A decepção dos militares com Bolsonaro é evidente, mas é fato também que Lula segue sendo malvisto na caserna, em razão da imagem de corrupção deixada pelos tempos da Lava-Jato. Mais do que a preferência pelo candidatos, no entanto, prevalece o respeito à ordem constitucional.
É o que defende o general Paulo Chagas, militar reformado. “O atual comandante da Aeronáutica soube, com precisão, deixar claro que as instituições são órgãos de Estado, e não de governo, o que significa dizer que, seja quem for o presidente eleito, terá a lealdade constitucional das Forças. Os militares como cidadãos, em sua maioria, votaram em Bolsonaro em 2018, mas nunca estiveram ‘fechados’ com ele, como não estiveram ‘fechados’ com nenhum outro presidente”, destaca.
Chagas relata um “número significativo” de militares decepcionados com Bolsonaro. Afirma que eles não confiarão o voto ao presidente no primeiro turno e devem optar pela candidatura de Sergio Moro (Podemos).

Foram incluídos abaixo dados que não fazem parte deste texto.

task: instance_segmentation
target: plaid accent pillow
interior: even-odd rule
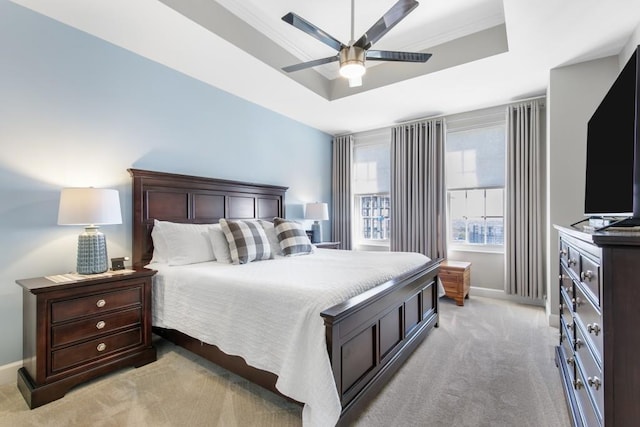
[[[229,242],[233,264],[246,264],[271,258],[271,245],[258,221],[220,219],[220,227]]]
[[[313,252],[313,245],[302,224],[283,218],[274,218],[273,224],[283,255],[306,255]]]

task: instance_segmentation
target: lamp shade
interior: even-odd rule
[[[304,217],[305,219],[327,220],[329,219],[329,207],[326,203],[307,203]]]
[[[58,224],[122,224],[118,190],[63,188],[60,193]]]

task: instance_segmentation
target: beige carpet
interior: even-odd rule
[[[540,308],[441,300],[434,329],[356,425],[568,426]],[[124,369],[29,410],[0,387],[0,426],[299,426],[301,409],[157,339],[158,361]]]

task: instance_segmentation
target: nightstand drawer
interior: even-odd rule
[[[142,329],[135,328],[51,353],[51,371],[56,373],[142,344]]]
[[[457,286],[463,283],[463,275],[458,271],[440,269],[440,279],[444,286]]]
[[[122,309],[142,304],[142,286],[114,292],[103,292],[90,296],[68,299],[51,304],[51,321],[63,322],[79,317]]]
[[[140,324],[141,319],[142,309],[134,308],[123,312],[96,316],[90,319],[54,326],[51,331],[51,346],[59,347],[82,339],[113,332],[118,329],[137,326]]]

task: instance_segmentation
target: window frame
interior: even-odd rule
[[[446,184],[446,221],[447,221],[447,245],[449,250],[461,251],[461,252],[484,252],[484,253],[504,253],[506,246],[506,210],[507,210],[507,179],[506,179],[506,162],[507,162],[507,138],[506,138],[506,118],[503,108],[491,108],[480,112],[463,113],[447,119],[447,133],[448,138],[451,134],[482,130],[500,127],[505,131],[505,138],[503,141],[504,147],[504,161],[505,161],[505,176],[504,184],[502,186],[478,186],[478,187],[461,187],[461,188],[449,188]],[[446,142],[445,142],[446,144]],[[446,148],[445,148],[446,153]],[[446,154],[445,154],[446,155]],[[445,164],[446,167],[446,164]],[[502,224],[503,224],[503,243],[501,245],[487,244],[487,243],[459,243],[452,239],[453,224],[451,219],[451,196],[450,192],[454,191],[469,191],[469,190],[485,190],[484,193],[484,207],[483,207],[483,220],[486,224],[487,218],[500,218],[495,215],[486,215],[486,190],[488,189],[502,189]],[[466,239],[468,240],[468,229],[465,227]],[[486,241],[486,231],[483,233]]]

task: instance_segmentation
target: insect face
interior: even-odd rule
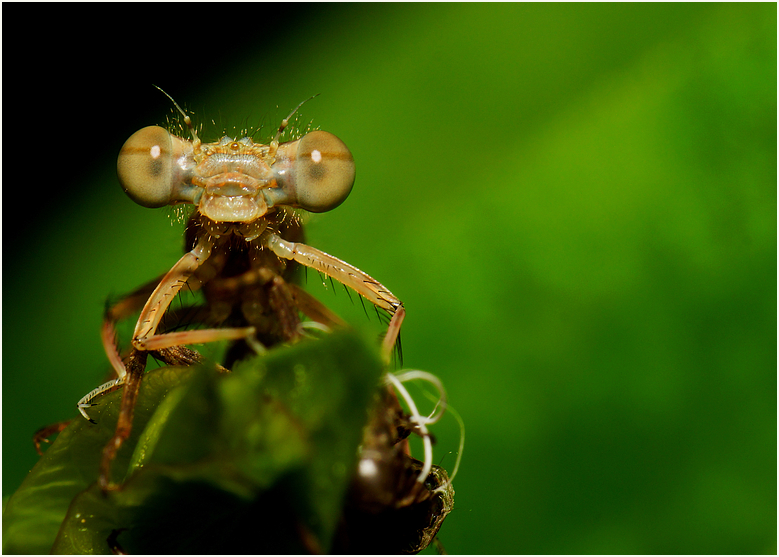
[[[280,145],[248,137],[199,144],[149,126],[124,144],[117,174],[144,207],[194,203],[214,222],[250,223],[276,206],[334,209],[352,191],[354,159],[324,131]]]

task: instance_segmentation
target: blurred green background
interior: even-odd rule
[[[181,252],[115,178],[151,84],[209,140],[321,93],[357,181],[309,243],[405,302],[465,421],[446,550],[776,553],[775,4],[179,6],[55,13],[4,72],[4,495],[107,372],[107,297]]]

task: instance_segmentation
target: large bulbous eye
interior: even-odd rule
[[[159,126],[131,135],[116,161],[125,193],[144,207],[163,207],[173,201],[182,174],[177,159],[186,143]]]
[[[354,185],[354,158],[343,141],[315,131],[279,148],[274,174],[279,188],[267,192],[273,205],[294,205],[312,213],[338,207]]]

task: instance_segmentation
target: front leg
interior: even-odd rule
[[[122,361],[122,357],[116,346],[115,324],[119,319],[127,317],[132,314],[133,311],[137,311],[143,300],[147,301],[143,304],[143,309],[141,310],[141,315],[138,318],[138,323],[135,326],[135,332],[133,334],[133,346],[135,350],[146,353],[148,350],[158,350],[176,344],[185,344],[180,338],[181,335],[167,338],[166,344],[165,342],[159,342],[159,338],[164,338],[165,335],[155,335],[154,333],[160,324],[162,316],[165,314],[165,310],[173,300],[173,297],[181,290],[181,287],[186,284],[189,277],[192,276],[192,273],[194,273],[203,261],[208,258],[212,248],[213,238],[209,234],[203,235],[194,249],[189,253],[184,254],[184,256],[179,259],[173,268],[162,277],[153,291],[151,291],[153,283],[146,284],[106,311],[100,335],[108,360],[111,362],[111,367],[113,367],[116,372],[116,378],[93,389],[78,401],[78,411],[85,419],[92,422],[92,419],[86,413],[86,409],[93,406],[94,403],[92,401],[95,398],[102,394],[115,391],[126,383],[127,368]],[[151,295],[149,295],[150,291]],[[197,334],[202,334],[202,331],[198,331]],[[150,339],[151,345],[147,343]],[[189,337],[185,340],[188,342],[195,342]],[[123,408],[124,405],[125,402],[123,398]],[[132,411],[130,411],[129,416],[130,423],[132,423]]]
[[[124,387],[116,431],[103,449],[103,456],[100,461],[98,483],[103,490],[116,488],[110,481],[111,463],[122,444],[130,437],[135,404],[141,387],[141,380],[146,371],[146,359],[149,351],[162,350],[177,344],[184,344],[181,335],[177,333],[156,335],[157,327],[175,295],[187,283],[192,273],[208,258],[213,245],[213,238],[209,234],[205,234],[199,239],[194,249],[184,254],[162,278],[141,310],[141,315],[133,334],[133,349],[130,351],[126,364],[122,362],[119,354],[116,352],[113,342],[114,322],[112,318],[116,315],[109,312],[104,322],[103,344],[106,346],[109,360],[111,360],[118,377],[98,387],[79,402],[79,411],[89,419],[84,412],[84,408],[91,406],[91,401],[96,396],[122,386]],[[202,333],[202,331],[199,331],[199,333]],[[197,337],[197,335],[195,336]]]
[[[154,336],[157,327],[160,324],[165,310],[178,294],[179,290],[187,283],[198,267],[208,259],[211,250],[214,247],[214,240],[210,234],[204,234],[192,251],[185,253],[184,256],[176,262],[168,273],[162,277],[162,280],[154,289],[146,305],[141,310],[138,317],[138,323],[135,325],[133,333],[133,346],[138,350],[149,350],[146,341]],[[161,347],[156,347],[161,348]]]
[[[397,296],[357,267],[306,244],[288,242],[276,234],[267,234],[264,238],[264,245],[278,257],[291,259],[301,265],[316,269],[355,290],[374,305],[386,310],[392,316],[392,320],[382,343],[382,352],[384,359],[390,360],[392,348],[400,334],[400,325],[406,315],[403,302]]]
[[[214,247],[214,238],[204,234],[198,240],[192,251],[184,256],[162,277],[154,289],[146,305],[141,310],[138,323],[135,325],[132,344],[137,350],[161,350],[182,344],[197,344],[201,342],[216,342],[219,340],[237,340],[254,334],[253,327],[236,329],[202,329],[176,333],[156,334],[162,316],[179,290],[187,284],[192,274],[208,259]],[[197,285],[196,285],[197,286]],[[116,367],[116,366],[115,366]],[[117,370],[118,375],[121,373]]]

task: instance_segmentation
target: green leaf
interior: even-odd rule
[[[111,539],[130,553],[327,551],[381,371],[372,343],[339,333],[228,375],[149,372],[113,467],[115,480],[129,472],[123,488],[88,487],[112,433],[102,423],[115,423],[112,393],[98,425],[72,424],[11,498],[4,550],[107,553]]]
[[[135,409],[133,434],[119,451],[113,470],[126,470],[151,414],[190,370],[161,368],[146,374]],[[3,553],[48,553],[71,500],[97,479],[103,447],[114,433],[121,391],[90,409],[91,424],[77,417],[33,467],[3,512]]]

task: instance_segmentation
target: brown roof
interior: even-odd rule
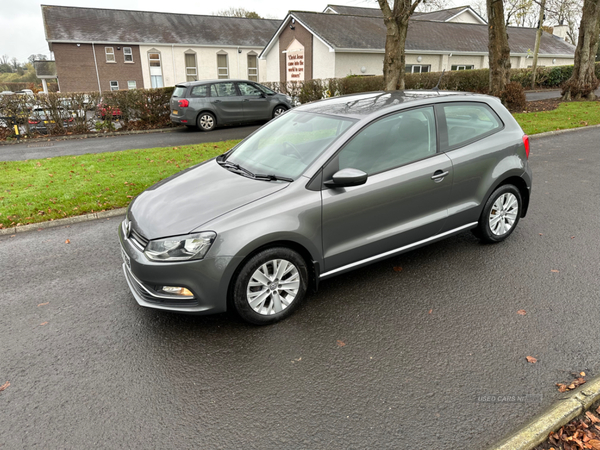
[[[359,6],[345,6],[345,5],[327,5],[327,8],[331,8],[338,14],[345,14],[350,16],[368,16],[368,17],[383,17],[383,13],[380,8],[364,8]],[[326,9],[327,9],[326,8]],[[412,15],[413,19],[416,20],[433,20],[435,22],[445,22],[452,17],[456,16],[461,11],[469,8],[472,13],[479,15],[473,11],[469,6],[456,6],[454,8],[441,9],[439,11],[432,12],[415,12]],[[481,17],[479,17],[483,22]]]
[[[310,31],[333,49],[381,50],[386,29],[381,17],[291,11]],[[351,30],[351,32],[349,32]],[[535,28],[508,28],[511,53],[525,54],[535,45]],[[406,50],[488,53],[487,25],[411,20]],[[540,54],[573,55],[575,46],[544,32]]]
[[[42,5],[48,42],[264,47],[280,20]]]

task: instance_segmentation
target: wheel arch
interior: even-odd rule
[[[215,114],[215,112],[208,108],[204,108],[204,109],[201,109],[200,111],[198,111],[198,114],[196,114],[196,118],[194,119],[194,124],[196,126],[198,126],[198,118],[204,113],[209,113],[211,116],[213,116],[215,118],[215,127],[216,127],[219,123],[219,119],[217,118],[217,115]]]
[[[519,190],[519,193],[521,194],[521,201],[523,203],[522,208],[521,208],[521,218],[525,217],[525,215],[527,214],[527,209],[529,208],[529,196],[530,196],[529,189],[527,188],[527,183],[525,183],[525,180],[523,180],[523,178],[521,178],[521,177],[512,176],[512,177],[502,180],[494,188],[494,191],[496,189],[498,189],[500,186],[505,186],[507,184],[512,184]],[[491,195],[491,193],[490,193],[490,195]]]

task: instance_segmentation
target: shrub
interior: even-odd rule
[[[523,111],[527,105],[525,90],[516,81],[511,81],[506,85],[506,88],[500,95],[500,99],[510,111]]]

Porém reconhece que, caso a disputa do segundo turno fique entre o atual presidente e Lula, não há chances de escolherem o petista. “Essa atitude é de foro íntimo de cada um e não pode ser interpretada como coletiva. Hoje, baseado na minha percepção pessoal e na de outros militares com quem mantenho contato, vejo que há um número significativo de militares que não votará mais em Bolsonaro no 1º turno. Mas, ao mesmo tempo, desconheço quem pense em votar em Lula da Silva tanto no 1º como no 2º turno”, complementa.
O deputado federal Capitão Augusto (PL-SP) está confiante. Diz que, no primeiro turno, Bolsonaro pode até perder alguns votos da ala militar. Mas, na segunda votação, se o oponente for Lula, não há a menor possibilidade de isso ocorrer. “O PT sempre foi inimigo das polícias. Não há a menor possibilidade de votarem no Lula. Vão estar 100% com Bolsonaro”, afirma.

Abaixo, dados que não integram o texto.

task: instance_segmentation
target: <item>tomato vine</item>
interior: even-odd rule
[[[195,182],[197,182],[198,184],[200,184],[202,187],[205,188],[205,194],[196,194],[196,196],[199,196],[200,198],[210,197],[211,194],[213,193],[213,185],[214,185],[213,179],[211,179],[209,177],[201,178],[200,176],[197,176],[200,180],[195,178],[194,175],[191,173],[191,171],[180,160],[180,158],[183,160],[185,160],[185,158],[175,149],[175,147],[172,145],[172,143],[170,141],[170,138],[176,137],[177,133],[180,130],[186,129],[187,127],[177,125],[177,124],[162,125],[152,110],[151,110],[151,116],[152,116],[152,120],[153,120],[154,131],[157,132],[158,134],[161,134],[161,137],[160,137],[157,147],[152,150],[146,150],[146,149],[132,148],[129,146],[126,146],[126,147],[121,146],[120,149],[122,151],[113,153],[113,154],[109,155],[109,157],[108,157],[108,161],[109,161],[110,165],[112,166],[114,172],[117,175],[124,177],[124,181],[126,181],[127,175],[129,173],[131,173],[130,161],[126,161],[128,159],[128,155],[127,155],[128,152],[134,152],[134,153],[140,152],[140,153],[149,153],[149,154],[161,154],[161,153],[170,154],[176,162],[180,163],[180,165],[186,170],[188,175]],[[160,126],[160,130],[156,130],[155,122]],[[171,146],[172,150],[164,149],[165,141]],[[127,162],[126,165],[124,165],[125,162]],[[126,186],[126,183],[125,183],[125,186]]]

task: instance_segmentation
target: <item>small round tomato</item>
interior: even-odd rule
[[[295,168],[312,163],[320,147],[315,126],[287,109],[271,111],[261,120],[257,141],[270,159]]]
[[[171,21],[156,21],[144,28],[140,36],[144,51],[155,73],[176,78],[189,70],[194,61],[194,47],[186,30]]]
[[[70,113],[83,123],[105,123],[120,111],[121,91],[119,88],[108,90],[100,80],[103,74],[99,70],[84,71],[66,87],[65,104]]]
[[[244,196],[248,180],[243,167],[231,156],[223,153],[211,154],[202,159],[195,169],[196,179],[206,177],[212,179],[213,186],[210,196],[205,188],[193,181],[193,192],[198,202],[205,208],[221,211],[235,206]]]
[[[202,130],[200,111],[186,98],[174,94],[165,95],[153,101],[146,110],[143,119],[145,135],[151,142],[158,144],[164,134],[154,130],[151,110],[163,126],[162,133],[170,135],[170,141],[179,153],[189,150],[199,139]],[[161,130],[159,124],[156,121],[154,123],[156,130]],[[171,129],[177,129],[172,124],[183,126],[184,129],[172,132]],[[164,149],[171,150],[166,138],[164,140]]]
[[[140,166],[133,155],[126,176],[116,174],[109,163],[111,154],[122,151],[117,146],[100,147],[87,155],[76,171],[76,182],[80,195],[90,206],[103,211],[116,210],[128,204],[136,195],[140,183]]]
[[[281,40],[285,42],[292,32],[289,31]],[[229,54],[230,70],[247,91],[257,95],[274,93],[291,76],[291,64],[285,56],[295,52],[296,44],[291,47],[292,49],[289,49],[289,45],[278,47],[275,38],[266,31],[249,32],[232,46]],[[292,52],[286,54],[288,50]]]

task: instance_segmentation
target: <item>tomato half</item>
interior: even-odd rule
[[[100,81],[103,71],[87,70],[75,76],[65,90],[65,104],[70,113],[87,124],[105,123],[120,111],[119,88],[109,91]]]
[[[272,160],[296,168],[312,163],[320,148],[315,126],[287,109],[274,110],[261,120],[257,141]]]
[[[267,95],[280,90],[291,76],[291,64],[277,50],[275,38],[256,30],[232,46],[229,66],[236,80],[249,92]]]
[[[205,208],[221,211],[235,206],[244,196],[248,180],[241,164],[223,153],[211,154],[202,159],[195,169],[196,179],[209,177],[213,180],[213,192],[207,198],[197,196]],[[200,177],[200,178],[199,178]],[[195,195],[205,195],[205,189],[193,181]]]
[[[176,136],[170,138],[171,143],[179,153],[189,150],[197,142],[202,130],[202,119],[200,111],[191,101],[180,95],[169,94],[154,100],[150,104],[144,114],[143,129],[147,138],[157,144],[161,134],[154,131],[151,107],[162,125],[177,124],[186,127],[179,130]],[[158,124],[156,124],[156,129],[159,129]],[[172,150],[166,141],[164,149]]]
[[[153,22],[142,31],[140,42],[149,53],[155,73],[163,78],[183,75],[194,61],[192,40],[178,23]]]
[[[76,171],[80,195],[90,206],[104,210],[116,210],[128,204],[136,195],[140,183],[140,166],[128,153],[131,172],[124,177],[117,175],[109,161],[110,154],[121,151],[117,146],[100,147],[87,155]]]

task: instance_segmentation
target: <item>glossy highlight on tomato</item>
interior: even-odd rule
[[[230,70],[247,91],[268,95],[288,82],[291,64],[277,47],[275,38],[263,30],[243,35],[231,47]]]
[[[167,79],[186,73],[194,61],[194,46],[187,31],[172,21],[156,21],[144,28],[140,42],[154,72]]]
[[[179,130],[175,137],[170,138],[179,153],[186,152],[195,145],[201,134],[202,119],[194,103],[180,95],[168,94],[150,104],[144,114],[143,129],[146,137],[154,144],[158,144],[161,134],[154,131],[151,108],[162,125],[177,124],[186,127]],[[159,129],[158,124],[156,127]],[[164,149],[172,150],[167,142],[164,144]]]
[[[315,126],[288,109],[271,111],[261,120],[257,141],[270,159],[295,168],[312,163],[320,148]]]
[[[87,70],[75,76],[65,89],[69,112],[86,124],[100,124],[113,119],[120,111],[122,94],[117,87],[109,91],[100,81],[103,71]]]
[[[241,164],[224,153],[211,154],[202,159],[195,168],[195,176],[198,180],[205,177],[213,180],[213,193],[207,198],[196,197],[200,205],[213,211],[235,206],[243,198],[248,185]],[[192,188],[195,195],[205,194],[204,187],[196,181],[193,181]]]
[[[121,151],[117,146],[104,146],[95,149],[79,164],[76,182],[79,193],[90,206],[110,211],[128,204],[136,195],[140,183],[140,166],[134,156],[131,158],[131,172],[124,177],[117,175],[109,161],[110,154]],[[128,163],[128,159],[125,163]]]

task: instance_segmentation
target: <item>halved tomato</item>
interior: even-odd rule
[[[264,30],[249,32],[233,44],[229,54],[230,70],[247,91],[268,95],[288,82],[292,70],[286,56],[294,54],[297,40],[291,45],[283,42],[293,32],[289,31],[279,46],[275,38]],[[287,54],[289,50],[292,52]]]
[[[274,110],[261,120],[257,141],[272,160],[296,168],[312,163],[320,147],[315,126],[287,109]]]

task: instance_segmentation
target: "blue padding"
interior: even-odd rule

O general da reserva Carlos Alberto dos Santos Cruz (Podemos), ex-ministro da Secretaria-Geral do governo, também faz ressalvas ao alinhamento automático com Bolsonaro. “As instituições que compõem as Forças Armadas têm a cultura de cumprir a Constituição, e não existe possibilidade de preferência institucional por qualquer candidato. Individualmente, cada um vota em quem quiser. Não existe essa “continuação” com Bolsonaro nem aproximação com o outro candidato, o ex-presidente Lula. Isso é exclusivamente individual”, ressalta Santos Cruz.
O distanciamento da caserna com o Palácio do Planalto pode ser observado em três movimentos, segundo a analista de risco político da Dharma Politics, Raquel Borsoi. Ela lembra que, em janeiro, o comandante do Exército, general Paulo Sérgio, endossou as diretrizes de combate à covid-19 na Força, considerando vacinação, distanciamento, uso de máscaras e a proibição de espalhar fake news sobre a pandemia.

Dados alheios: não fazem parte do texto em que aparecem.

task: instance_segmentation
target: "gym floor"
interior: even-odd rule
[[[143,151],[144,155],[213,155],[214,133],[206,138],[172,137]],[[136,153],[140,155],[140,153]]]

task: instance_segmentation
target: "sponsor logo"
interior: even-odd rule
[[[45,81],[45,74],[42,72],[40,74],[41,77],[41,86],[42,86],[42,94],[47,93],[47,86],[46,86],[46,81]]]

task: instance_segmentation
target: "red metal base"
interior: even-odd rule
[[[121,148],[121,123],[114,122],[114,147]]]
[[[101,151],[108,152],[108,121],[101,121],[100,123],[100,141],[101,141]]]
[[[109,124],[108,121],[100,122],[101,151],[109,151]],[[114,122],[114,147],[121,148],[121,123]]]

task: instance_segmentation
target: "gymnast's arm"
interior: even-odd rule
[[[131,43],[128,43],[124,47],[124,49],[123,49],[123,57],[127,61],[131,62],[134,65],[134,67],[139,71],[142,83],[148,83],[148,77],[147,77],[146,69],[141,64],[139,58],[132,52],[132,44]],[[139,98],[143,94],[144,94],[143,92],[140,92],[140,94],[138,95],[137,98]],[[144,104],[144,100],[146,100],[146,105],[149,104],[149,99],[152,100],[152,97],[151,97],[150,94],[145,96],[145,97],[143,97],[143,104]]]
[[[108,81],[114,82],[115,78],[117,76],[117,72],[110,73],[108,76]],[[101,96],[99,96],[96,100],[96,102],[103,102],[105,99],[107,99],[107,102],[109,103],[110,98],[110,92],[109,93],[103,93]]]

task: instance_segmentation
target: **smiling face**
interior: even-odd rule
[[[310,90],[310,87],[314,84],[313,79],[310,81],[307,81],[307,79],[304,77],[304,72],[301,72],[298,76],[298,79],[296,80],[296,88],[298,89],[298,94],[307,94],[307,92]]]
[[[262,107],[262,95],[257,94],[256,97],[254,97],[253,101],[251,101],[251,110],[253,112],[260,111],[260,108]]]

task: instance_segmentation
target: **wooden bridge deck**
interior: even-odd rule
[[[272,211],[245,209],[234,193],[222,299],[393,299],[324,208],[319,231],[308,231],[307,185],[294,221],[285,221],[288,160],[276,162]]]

Houve, ainda, o atrito entre Bolsonaro e o diretor-presidente da Agência Nacional de Vigilância Sanitária (Anvisa), Antônio Barra Torres — que é almirante da Marinha — a respeito da vacinação contra a covid. Por último, a sinalização do comandante da Força Áerea, de prestar continências a quem quer que ocupe o Poder.
“Esses três movimentos são um sinal de que, para alguns — não podemos generalizar —, o “pedágio” de seguir alinhado ao presidente tem se tornado caro. Não entendo que o cálculo seja feito devido à situação social, nem que as Forças irão se alinhar a Lula por acreditarem ser o candidato a solucionar os problemas do país.
As Forças Armadas têm conversado com todos os candidatos. O elemento-chave da questão é que, independentemente do resultado eleitoral, as Forças Armadas são um ator importante no debate e na dinâmica política atual e não poderão ser ignoradas por quem ascender ao Planalto”, analisa
Alcides Costa Vaz, professor de relações internacionais da Universidade de Brasília (UnB) e membro da Associação Brasileira de Estudos de Defesa (Abed), aponta que a resistência a Lula no meio militar responde ao aspecto ideológico. “Bolsonaro ainda tem um grande apoio entre integrantes da corporação. No segundo turno, o que vai determinar é a forma que cada militar avalia a expectativa em Bolsonaro e uma eventual mudança de governo. O fator ideológico dentro das Forças tem peso significativo, o que favorece mais a candidatura de Bolsonaro do que Lula”, conclui.